I ask this without any profound insights to offer, but rather because my day today is filled with mundane tasks as I get ready for The Gutenberg Rubric roadtrip. I need to mount the press, print up a batch of bookmarks to have as spares while I’m on the road, do my laundry, clean my bathroom so it isn’t a mess when I get home on September 30—mundane tasks that from my current perspective have no extraordinary significance beyond the obvious. But any one of those tasks could result in an extraordinary event. I could be loading my laundry in the dryer when the gas leak finally reaches critical mass and blows up in my face. I could be overwhelmed by bleach fumes in the bathroom, pass out and crack my head on the tile putting a sudden end to my plans for the next month and opening up a dreamworld in which I am transported to an alternate universe as an out-of-place hero whose prophetic appearance results in the downfall of a tyrant as I lead a medieval army of elves and dwarves in rebellion.
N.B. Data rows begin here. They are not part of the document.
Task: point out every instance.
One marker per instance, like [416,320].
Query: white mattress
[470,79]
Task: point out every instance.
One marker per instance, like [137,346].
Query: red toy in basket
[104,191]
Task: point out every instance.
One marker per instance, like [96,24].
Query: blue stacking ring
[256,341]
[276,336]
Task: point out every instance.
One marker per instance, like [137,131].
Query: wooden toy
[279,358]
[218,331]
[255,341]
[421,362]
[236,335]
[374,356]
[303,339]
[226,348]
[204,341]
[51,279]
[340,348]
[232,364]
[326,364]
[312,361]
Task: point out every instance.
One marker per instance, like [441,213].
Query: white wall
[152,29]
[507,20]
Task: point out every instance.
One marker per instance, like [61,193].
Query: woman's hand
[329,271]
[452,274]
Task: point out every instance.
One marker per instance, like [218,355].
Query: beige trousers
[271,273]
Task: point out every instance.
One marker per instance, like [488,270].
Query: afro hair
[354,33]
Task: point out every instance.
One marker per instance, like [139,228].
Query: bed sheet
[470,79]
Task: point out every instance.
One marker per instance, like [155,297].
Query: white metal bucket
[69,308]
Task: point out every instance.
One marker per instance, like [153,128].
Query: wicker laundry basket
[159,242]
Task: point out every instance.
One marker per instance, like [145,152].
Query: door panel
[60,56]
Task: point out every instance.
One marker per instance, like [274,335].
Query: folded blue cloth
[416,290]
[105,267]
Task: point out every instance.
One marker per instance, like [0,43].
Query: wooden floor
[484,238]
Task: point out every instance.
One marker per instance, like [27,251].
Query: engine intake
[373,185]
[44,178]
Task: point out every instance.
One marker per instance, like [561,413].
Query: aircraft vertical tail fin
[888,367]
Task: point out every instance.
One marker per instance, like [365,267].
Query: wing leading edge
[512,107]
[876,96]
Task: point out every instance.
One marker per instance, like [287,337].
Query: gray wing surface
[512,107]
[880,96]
As authors, we are constantly struggling to find the unexpected catalyst that has extraordinary repercussions. Unfortunately, we often find ourselves trying to connect a butterfly effect that winds in so many directions that the entire tale becomes too improbable to believe. After all, the difference between fiction and real life is that fiction has to make sense. We can’t afford to go so deep into a mundane cause that the effect makes no sense. Therefore, mundane details can’t be sprinkled so liberally through our stories that we can’t tell what has significance.

Contrast this with the typical Twitter post. We are inundated with the mundane. While Twitter is undeniably the first line of information for many people (take yesterday’s earthquake in Virginia as a case-in-point), it is often impossible to separate meaningful information from the vast quantity of cyberbabble. As authors, we can’t afford to do that. While a small sprinkling of “red herrings” might be appropriate, we can’t laden the reader with so much extraneous information that they don’t get the point.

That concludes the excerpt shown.